Similarly, it would not be a bizarre concept for a state to maintain that the travel from one state to another to procure an abortion is a crime in the originating state where a ban on abortion exists. There may be proof problems: proving that the person traveling intended to do so for the purpose of having an abortion.  But there would not at first glance be a legal issue, assuming that the initial planning for the abortion began in the banned state.

Second, there will be medical-legal issues.  Take, for example, states that have abortion bans, but exceptions for cases where the pregnant woman may die from carrying the baby to term raise difficult issues for the woman and her doctors.   Any doctor knows that as much as medicine perceives itself to be a science, determinations about how close a person is to death are difficult to make.
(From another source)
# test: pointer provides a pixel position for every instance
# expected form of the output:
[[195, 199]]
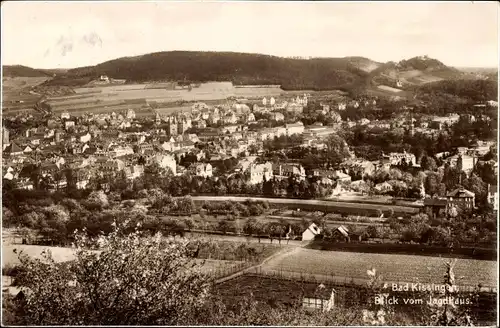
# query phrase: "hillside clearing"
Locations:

Since doctors can’t always make clear determinations, and even reasonable doctors can disagree, having these decisions subject to legal determination by lawyers who are even less well-equipped to make these determinations and juries which are complete crapshoots is scary for the medical providers.

Take, for example, the forty-year history of Shaken Baby Syndrome cases, cases that spiked in occurrence in the 1980s and 1990s, driven by bad science.  While it is clear that some babies are victims of terrible abuse, Shaken Baby Syndrome prosecutions persisted for decades based on the misunderstanding of the science, and driven by well-meaning but misguided prosecutors and well-meaning but poorly trained doctors.  Women were imprisoned who were almost certainly innocent.  Others were prosecuted (including one I defended in Wake County in 2013) and won their innocence, but not before having their lives forever turned upside down.

Abortion-related prosecutions will be similar.  Doctors will be called in to testify, after the fact as experts, about whether an abortion was medically necessary, with a recently pregnant woman’s cell phones, computers combed through for evidence that she may have contemplated ending the pregnancy during a moment of self-doubt or depression.